Fireworks will automatically find the longest prefix of the request that is present in the cache and reuse it. The remaining portion of the prompt will be processed as usual. The entire prompt is stored in the cache for future reuse. Cached prompts usually stay in the cache for at least several minutes. Depending on the model, load level, and deployment configuration, it can be up to several hours. The oldest prompts are evicted from the cache first. Prompt caching doesn’t alter the result generated by the model. The response you receive will be identical to what you would get if prompt caching was not used. Each generation is sampled from the model independently on each request and is not cached for future usage.

Monitoring

For dedicated deployments, information about prompt caching is returned in the response headers. The header fireworks-prompt-tokens contains the number of tokens in the prompt, out of which fireworks-cached-prompt-tokens are cached. Aggregated metrics are also available in the usage dashboard.

Data privacy

Serverless deployments maintain separate caches for each Fireworks account to prevent data leakage and timing attacks. Dedicated deployments by default share a single cache across all requests. Because prompt caching doesn’t change the outputs, privacy is preserved even if the deployment powers a multi-tenant application. It does open a minor risk of a timing attack: potentially, an adversary can learn that a particular prompt is cached by observing the response time. To ensure full isolation, you can pass the x-prompt-cache-isolation-key header or the prompt_cache_isolation_key field in the body of the request. It can contain an arbitrary string that acts as an additional cache key, i.e., no sharing will occur between requests with different IDs.

Limiting or turning off caching

Additionally, you can pass the prompt_cache_max_len field in the request body to limit the maximum prefix of the prompt (in tokens) that is considered for caching. It’s rarely needed in real applications but can come in handy for benchmarking the performance of dedicated deployments by passing "prompt_cache_max_len": 0.

Advanced: cache locality for Enterprise deployments

Dedicated deployments on an Enterprise plan allow you to pass an additional hint in the request to improve cache hit rates.
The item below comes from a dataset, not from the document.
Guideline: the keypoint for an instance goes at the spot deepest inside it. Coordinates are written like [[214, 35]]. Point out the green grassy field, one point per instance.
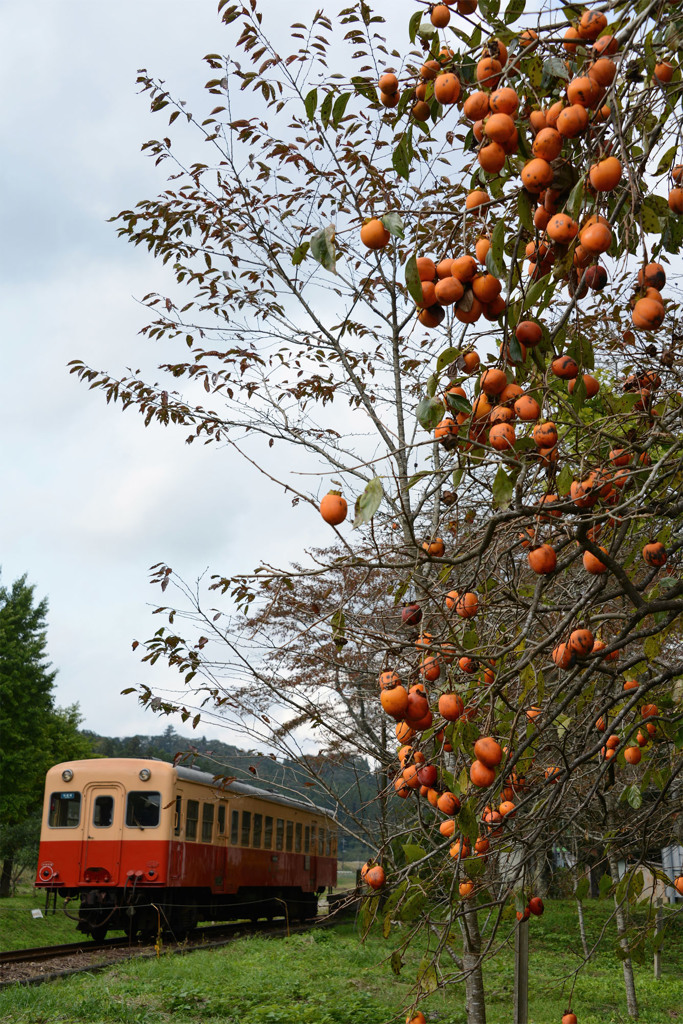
[[328, 977]]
First, the deployment needs to be created or updated with an additional flag:
firectl create deployment ... --enable-session-affinity
Then the client can pass an opaque identifier representing a single user or session in the user field of the body or in the x-session-affinity header. Fireworks will try to route requests with the identifier to the same server, further reducing response times. It’s best to choose an identifier that groups requests with long shared prompt prefixes. For example, it can be a chat session with the same user or an assistant working with the same shared context.
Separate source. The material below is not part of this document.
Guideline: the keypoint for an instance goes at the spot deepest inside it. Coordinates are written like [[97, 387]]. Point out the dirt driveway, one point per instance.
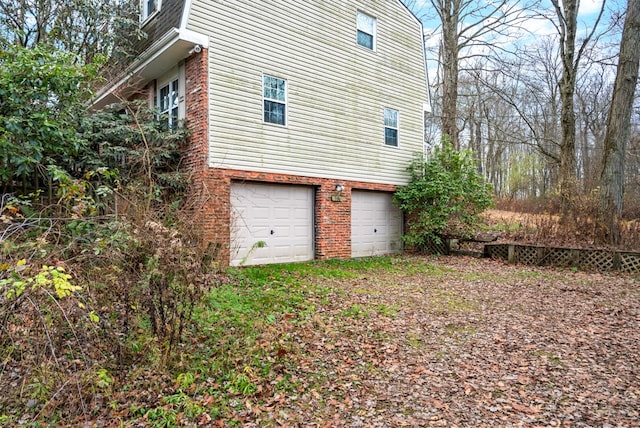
[[463, 342]]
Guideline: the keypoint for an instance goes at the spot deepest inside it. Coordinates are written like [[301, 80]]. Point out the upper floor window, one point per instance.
[[148, 8], [168, 104], [391, 127], [366, 30], [274, 94]]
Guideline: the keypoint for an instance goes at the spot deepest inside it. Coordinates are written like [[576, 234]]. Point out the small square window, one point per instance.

Migration and traffic management

When migrating between deployments that use prompt caching, it’s crucial to implement proper traffic routing to maintain optimal cache hit rates. When gradually routing traffic to a new deployment, use consistent user/session-based sampling rather than random sampling. Here’s the recommended implementation for traffic routing:
import hashlib

# Configure traffic fraction (e.g., 20% to new deployment)
fireworks_traffic_fraction = 0.2
user_id = "session-id-123"

# Generate deterministic hash from user_id
hashed_user_id = int(hashlib.md5(user_id.encode()).hexdigest(), 16) # MD5 hash on user-id and convert to integer
MAX_HASH = 2**128 - 1  # MD5 hash maximum value

# Compute ratio for consistent routing
ratio = hashed_user_id / MAX_HASH # Returns 0.0 to 1.0

if (ratio < fireworks_traffic_fraction):
    send_to_new_deployment(user=hashed_user_id)  # Pass user ID for caching
else:
    send_elsewhere()  # Route to old deployment or serverless
Avoid random sampling for traffic routing as it can negatively impact cache hit rates:
# Don't do this:
if random() < fireworks_traffic_fraction:  # ❌ Reduces cache effectiveness
  send_to_new_deployment(user=hashed_user_id)
Using consistent user-based routing ensures complete user sessions are maintained on the same deployment, optimizing prompt cache performance regardless of the traffic fraction.